Cross Domain GET Forwarding

Avatar of Chris Coyier
Chris Coyier on (Updated on )

When you do an AJAX request on a website, the URL you request from needs to reside on the same domain as where the request was made from. This is a security restriction imposed by the browser. There is a way to sneak around this by using a bit of a “man in the middle” approach.

PHP, being a server-side language, has the ability to pull content from any URL. So a PHP file can become the man in the middle. The contents of the PHP file can be set up to accept a URL as a parameter and then return the contents of that URL.

<?php

    echo file_get_contents($_GET['url']);
    // WARNING: You REALLY should write something to whitelist or otherwise limit what the function will accept, or it could be a security danger to your server (people could read any file).

?>

With that in place, we can do an AJAX request directly to that URL, passing it the URL we actually want the data from as a parameter. See how we are passing “http://google.com” as data below.

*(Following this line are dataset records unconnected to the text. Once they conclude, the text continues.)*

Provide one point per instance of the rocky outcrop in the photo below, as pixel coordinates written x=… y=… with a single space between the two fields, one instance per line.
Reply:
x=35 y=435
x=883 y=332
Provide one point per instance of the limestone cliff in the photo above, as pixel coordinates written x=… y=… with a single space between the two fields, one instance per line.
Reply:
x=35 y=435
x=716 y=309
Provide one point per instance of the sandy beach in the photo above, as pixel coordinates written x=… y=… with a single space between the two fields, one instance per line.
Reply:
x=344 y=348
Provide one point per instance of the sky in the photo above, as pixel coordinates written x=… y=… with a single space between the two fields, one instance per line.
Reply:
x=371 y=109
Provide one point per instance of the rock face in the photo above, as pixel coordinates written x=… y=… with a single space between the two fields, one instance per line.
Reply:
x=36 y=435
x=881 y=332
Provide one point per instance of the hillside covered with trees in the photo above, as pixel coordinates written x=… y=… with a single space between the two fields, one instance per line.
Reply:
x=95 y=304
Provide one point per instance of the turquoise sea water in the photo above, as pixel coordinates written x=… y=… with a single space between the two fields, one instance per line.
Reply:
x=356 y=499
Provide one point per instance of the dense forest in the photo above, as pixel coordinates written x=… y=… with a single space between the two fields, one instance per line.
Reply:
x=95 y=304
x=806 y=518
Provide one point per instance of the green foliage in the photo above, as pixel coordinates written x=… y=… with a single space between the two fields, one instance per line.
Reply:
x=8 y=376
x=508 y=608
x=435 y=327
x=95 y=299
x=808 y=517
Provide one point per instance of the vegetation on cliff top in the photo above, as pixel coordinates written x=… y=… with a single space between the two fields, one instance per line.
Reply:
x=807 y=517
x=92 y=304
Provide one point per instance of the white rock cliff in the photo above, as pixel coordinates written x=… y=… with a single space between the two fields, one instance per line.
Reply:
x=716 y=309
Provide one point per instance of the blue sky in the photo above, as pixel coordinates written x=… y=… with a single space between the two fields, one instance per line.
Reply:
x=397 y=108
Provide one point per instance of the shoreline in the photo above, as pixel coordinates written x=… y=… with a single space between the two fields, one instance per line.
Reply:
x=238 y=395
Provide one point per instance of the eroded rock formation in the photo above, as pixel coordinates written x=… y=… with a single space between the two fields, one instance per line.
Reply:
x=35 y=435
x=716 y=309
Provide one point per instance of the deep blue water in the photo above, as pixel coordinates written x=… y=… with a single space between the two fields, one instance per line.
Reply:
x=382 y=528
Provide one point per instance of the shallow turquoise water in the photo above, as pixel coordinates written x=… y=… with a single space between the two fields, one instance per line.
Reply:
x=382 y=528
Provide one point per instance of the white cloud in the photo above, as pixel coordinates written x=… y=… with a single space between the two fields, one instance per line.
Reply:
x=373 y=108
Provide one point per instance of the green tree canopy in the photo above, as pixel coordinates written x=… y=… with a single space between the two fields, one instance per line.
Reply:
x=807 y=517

<script type='text/javascript' src='http://ajax.googleapis.com/ajax/libs/jquery/1.4/jquery.min.js?ver=1.3.2'></script>
<script type='text/javascript'>
    $(function() {
       $.ajax({
            type: "GET",
            dataType: 'html',
            data: 'url=http://google.com',
            url: 'get.php',
            success: function(data){
                // Yah! Do something cool with data
            },
            error: function(){
                // Boo! Handle the error.
            }
        }); 
    });
</script>

This is an extremely simple example. If you are interested in a more robust version, check out the Simple PHP Proxy.